Specific rules also apply to foreign workers and managing directors.

On July 1 2015 new protection was introduced for employees working under, for example, a services agreement with their employer. Both parties to the services agreement are jointly liable for the employee’s wages. In case of a chain of service agreements (ie, subcontracting), the employee must file a claim with either the employer or the closest link in the chain before moving to the next party in the chain.

Misclassification
Are there specific rules regarding employee/contractor classification?

Yes.     

Contracts
Must an employment contract be in writing?

No, although written form is preferred and is common practice.

Given the statutory definition, an employment agreement can be concluded orally or in writing.

A written (express) agreement may take the form of a formally drafted agreement or letter signed by both parties.
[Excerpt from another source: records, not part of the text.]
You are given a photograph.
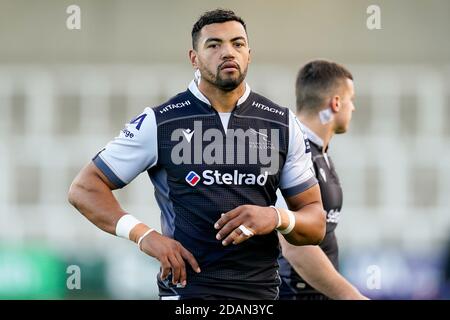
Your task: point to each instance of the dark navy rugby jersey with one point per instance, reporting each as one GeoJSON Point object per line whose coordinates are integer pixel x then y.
{"type": "Point", "coordinates": [201, 170]}
{"type": "Point", "coordinates": [332, 198]}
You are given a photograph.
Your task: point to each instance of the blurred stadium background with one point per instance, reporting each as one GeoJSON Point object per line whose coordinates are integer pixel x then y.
{"type": "Point", "coordinates": [65, 93]}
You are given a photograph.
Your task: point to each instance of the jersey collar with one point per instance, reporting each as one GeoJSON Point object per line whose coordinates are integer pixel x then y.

In either case, and pursuant to EU Directive 91/533/EEC, the employer must inform the employee in writing of (at least) the following:

  • the parties’ identities and place of residence;
  • work location(s);
  • start date;
  • a description of the role or job title;
  • confirmation of normal working hours per day or week, initial base salary and other wage components, eligibility for or method of calculating holidays and applicable notice period;
  • whether the employee will participate in a pension scheme;
  • whether a collective bargaining agreement applies; and
  • whether the employment agreement has been entered into for a fixed period and if so, the duration thereof.

Are any terms implied into employment contracts?

Yes. Given the statutory definition, an employment agreement can be concluded orally or in writing, so any such agreement and its applicable terms can be implied as well as expressed.

Are mandatory arbitration/dispute resolution agreements enforceable?

Yes, although such arrangements are uncommon, as the law states specifically that parties must always have access to the civil courts, given the existence of specialised tribunals which deal with employment disputes professionally and swiftly.

How can employers make changes to existing employment agreements?

The employer can contractually reserve the right to unilaterally amend the terms and conditions of employment, and invoke this right in circumstances where its own interests outweigh those of the employee. Positive advice from the works council is usually an indication to the court that such circumstances apply. If a unilateral amendment clause has not been included in the employment agreement, it is more difficult for the employer to change the terms and conditions of employment.

According to the Supreme Court, unilateral amendment clauses are primarily aimed at collective changes and if there is no such clause in the employment agreement, the employer must conduct the necessary negotiations with individual employees. In these negotiations employer and employee must conduct themselves diligently. When assessing whether the employees should accept a change, it should be considered whether the employer has sound reasons for the change. If that is the case, it should then be determined whether acceptance of the employer’s reasonable proposal could reasonably be expected from the employee.

In case of collective changes, in the absence of a unilateral amendment clause, an employer will generally need to demonstrate that continuing with the current terms and conditions would be unreasonable, under the standards of reasonableness and fairness, or that there are unforeseen circumstances. These are both strict tests. 

Foreign workers
Is a distinction drawn between local and foreign workers?

The Act on Cross-border Work ensures that certain essential statutory rights under Dutch employment law apply to employees who work in the Netherlands, but whose employment agreement is subject to foreign law. These rights relate to issues such as health and safety, minimum wage and minimum holiday allowance. Further, there are a number of restrictions on applicable foreign law for employees who work in the Netherlands: a choice for foreign law cannot result in the loss of mandatory rights under Dutch law and a choice of law cannot set aside mandatory provisions of Dutch law.